I’ve always wanted that feeling. The kind of feeling you get when you know that the person you are sharing your life with is your best friend and that together, no obstacle is too difficult to overcome. Authentic love reaches even further than this. I know this because I have witnessed true love but just because I can attest to its existence doesn’t mean I’ve made the best decisions to attain it.
A few years ago, while on holiday near the coast, a friend and I set out on an adventure which was destined to be epic. Our mission was to meet up with two young ladies whose acquaintances I had made some time earlier and enjoy a night out on the town. However, on the night that we were supposed to meet the pair, Mother Nature’s mood took a turn for the worst: heavy fog and torrential rain meant that the roads were virtually impassable. At one point, we almost completely lost control of the car. Nevertheless, we set forth. We would not let minor hurdles deter us from our course. Looking back on that night, it strikes me as odd the lengths at which I was willing to go in order to meet these girls. If I was willing to put my life in danger for the possibility of a hook-up, imagine what I could achieve if I directed those energies into something positive.
After some deep thinking, I realized that something had to change; I decided that I would embark on a different kind of journey, one that was not centered merely on pleasures of the flesh. I decided to give up all the unproductive distractions and vices that fed my lust – like pornography and promiscuous behaviour. I made sure that I surrounded myself with positive influences such as good books, cleaner music and television shows. I made sure I kept in the company of friends who brought out the best in me.

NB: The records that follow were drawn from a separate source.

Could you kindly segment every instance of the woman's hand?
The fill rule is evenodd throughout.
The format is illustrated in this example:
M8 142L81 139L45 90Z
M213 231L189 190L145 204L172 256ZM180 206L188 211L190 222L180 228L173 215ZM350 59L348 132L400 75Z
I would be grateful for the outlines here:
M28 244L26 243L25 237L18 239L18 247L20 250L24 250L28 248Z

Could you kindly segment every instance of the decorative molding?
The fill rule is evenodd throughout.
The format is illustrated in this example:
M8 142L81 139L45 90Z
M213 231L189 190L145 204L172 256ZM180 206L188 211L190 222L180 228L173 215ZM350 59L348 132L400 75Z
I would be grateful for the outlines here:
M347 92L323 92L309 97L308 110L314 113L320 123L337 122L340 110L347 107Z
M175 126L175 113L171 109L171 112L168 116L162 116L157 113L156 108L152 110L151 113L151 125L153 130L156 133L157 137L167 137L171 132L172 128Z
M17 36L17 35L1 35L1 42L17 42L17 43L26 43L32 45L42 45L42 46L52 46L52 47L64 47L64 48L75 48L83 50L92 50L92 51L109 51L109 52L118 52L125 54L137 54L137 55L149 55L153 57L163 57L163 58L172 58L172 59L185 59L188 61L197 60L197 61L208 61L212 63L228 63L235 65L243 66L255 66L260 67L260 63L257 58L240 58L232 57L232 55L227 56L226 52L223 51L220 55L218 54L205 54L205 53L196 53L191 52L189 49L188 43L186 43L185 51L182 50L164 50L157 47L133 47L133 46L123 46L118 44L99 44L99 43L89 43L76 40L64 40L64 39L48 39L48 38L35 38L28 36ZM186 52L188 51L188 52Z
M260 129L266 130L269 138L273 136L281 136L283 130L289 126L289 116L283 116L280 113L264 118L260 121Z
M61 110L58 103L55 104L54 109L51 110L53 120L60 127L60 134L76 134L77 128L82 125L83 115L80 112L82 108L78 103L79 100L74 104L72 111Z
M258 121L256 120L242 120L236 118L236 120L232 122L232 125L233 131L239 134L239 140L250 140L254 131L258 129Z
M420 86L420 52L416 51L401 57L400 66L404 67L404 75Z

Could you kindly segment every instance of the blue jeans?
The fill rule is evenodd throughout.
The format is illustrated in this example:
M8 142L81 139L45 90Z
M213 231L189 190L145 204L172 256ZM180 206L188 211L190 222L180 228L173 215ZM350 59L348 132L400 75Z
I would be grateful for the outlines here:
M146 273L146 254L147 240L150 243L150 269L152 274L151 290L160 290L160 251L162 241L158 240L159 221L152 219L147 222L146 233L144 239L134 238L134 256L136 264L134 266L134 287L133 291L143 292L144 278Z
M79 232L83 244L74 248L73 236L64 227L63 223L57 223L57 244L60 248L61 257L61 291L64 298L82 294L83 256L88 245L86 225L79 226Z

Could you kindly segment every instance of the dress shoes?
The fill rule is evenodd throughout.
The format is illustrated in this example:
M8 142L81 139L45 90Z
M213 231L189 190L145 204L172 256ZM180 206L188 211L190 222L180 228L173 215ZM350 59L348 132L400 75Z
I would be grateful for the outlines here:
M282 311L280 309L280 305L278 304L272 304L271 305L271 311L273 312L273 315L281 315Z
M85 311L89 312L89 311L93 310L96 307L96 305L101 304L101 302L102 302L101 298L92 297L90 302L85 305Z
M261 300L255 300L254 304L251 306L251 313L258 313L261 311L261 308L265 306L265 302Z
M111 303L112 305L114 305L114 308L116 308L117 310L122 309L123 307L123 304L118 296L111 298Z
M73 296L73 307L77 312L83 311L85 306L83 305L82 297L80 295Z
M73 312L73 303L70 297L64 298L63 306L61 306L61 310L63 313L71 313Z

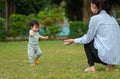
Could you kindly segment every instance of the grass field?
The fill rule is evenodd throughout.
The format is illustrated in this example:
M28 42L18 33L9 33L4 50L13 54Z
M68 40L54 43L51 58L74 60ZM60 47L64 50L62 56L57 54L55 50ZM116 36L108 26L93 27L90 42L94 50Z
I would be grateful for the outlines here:
M63 41L40 41L43 55L40 65L30 66L27 42L0 42L0 79L119 79L120 71L107 72L96 64L94 73L88 66L83 45L63 45ZM120 69L119 66L117 66Z

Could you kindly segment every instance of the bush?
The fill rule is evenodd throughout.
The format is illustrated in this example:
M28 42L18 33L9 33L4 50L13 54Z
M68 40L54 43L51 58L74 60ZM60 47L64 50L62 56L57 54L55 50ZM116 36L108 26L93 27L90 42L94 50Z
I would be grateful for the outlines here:
M88 23L73 21L70 23L70 38L78 38L84 35L88 30Z
M6 31L5 31L5 20L0 18L0 41L5 41L6 39Z
M29 27L27 25L27 16L12 14L9 17L9 33L12 37L28 35Z

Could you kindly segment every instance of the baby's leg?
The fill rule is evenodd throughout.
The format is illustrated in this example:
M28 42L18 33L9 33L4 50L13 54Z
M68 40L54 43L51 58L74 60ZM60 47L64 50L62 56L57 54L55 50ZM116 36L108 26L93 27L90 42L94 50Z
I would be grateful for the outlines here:
M35 59L38 59L41 56L41 54L42 54L41 49L39 47L37 47Z
M31 46L28 46L28 57L30 60L30 64L34 64L34 49Z

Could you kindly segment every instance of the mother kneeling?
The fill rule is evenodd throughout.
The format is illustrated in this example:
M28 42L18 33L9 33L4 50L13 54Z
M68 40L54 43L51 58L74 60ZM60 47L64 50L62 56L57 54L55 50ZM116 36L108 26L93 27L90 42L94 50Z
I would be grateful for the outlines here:
M111 16L108 0L91 0L93 13L87 34L81 38L65 40L64 44L84 44L89 67L85 71L95 71L94 63L106 65L106 70L114 70L120 64L120 27Z

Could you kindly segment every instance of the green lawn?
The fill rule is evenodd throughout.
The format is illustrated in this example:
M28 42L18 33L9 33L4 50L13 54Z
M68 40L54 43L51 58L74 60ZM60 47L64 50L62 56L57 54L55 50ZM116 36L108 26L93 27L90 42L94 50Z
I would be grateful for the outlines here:
M40 65L30 66L27 42L0 42L0 79L119 79L120 71L85 73L88 66L83 45L63 45L63 41L40 41ZM120 69L119 66L117 66Z

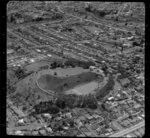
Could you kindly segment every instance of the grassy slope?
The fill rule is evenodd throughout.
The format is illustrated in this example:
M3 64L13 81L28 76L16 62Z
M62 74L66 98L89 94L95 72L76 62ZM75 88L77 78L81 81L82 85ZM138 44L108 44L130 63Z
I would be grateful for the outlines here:
M39 85L44 89L50 89L56 92L71 89L79 84L87 83L98 79L97 74L85 72L79 75L73 75L66 78L54 77L48 74L41 76L38 80ZM66 85L65 85L66 84Z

Make no mistake, this lifestyle change did not occur overnight nor was it at any point an easy task, but every day that I remained pure gave me the momentum I needed to keep going. God was leading me to a place where I could be happy with myself. In addition, I was looking for authentic love, the kind that I knew would endure. And once I began on my journey, I noticed that my attitude towards women in general was improving: I could now accept women for who they were and not for what I wanted them to be, a mere apparatus.
I learnt that chastity should not prevent you from finding your soulmate; it should only strengthen your resolve for deciding what you are worth. By no means have I become a saint. I wrestle with my baser desires as much as anyone else and sometimes I fall short of being the man that I want to be. In the end though, I believe my life has changed for the better. I do not feel the same pressure to prove my manhood by the number of women I can become intimate with. I am now able to be myself around women. This is when I feel truly masculine. My friends often warn me that my standards are too high, but their misgivings don’t faze me because deep down, I know that I am preparing myself to be the man and husband that my future wife deserves.
If you’re like me, then celebrate single hood. Observe Christ’s presence in the silence of those seemingly lonely nights. Appreciate the acquaintances you make at the singles table of your friend’s wedding. Use the extra time to spend with family and loved ones. Take the opportunity to grow in virtue so that one day when the church bells are ringing and you are standing at the altar, your fully committed expression of love will be something over which all the angels and saints rejoice. Tune out all negativeness and mixed messages that the world blares at you and don’t be afraid to live out your true purpose in sanctity and through the virtue of chastity because what you have to offer is sacred.
To sum up, I would like to share a quote from St Therese of Lisieux: ‘The greatest honour God can bestow upon a soul is not to give to it great things, but to ask of it great things.’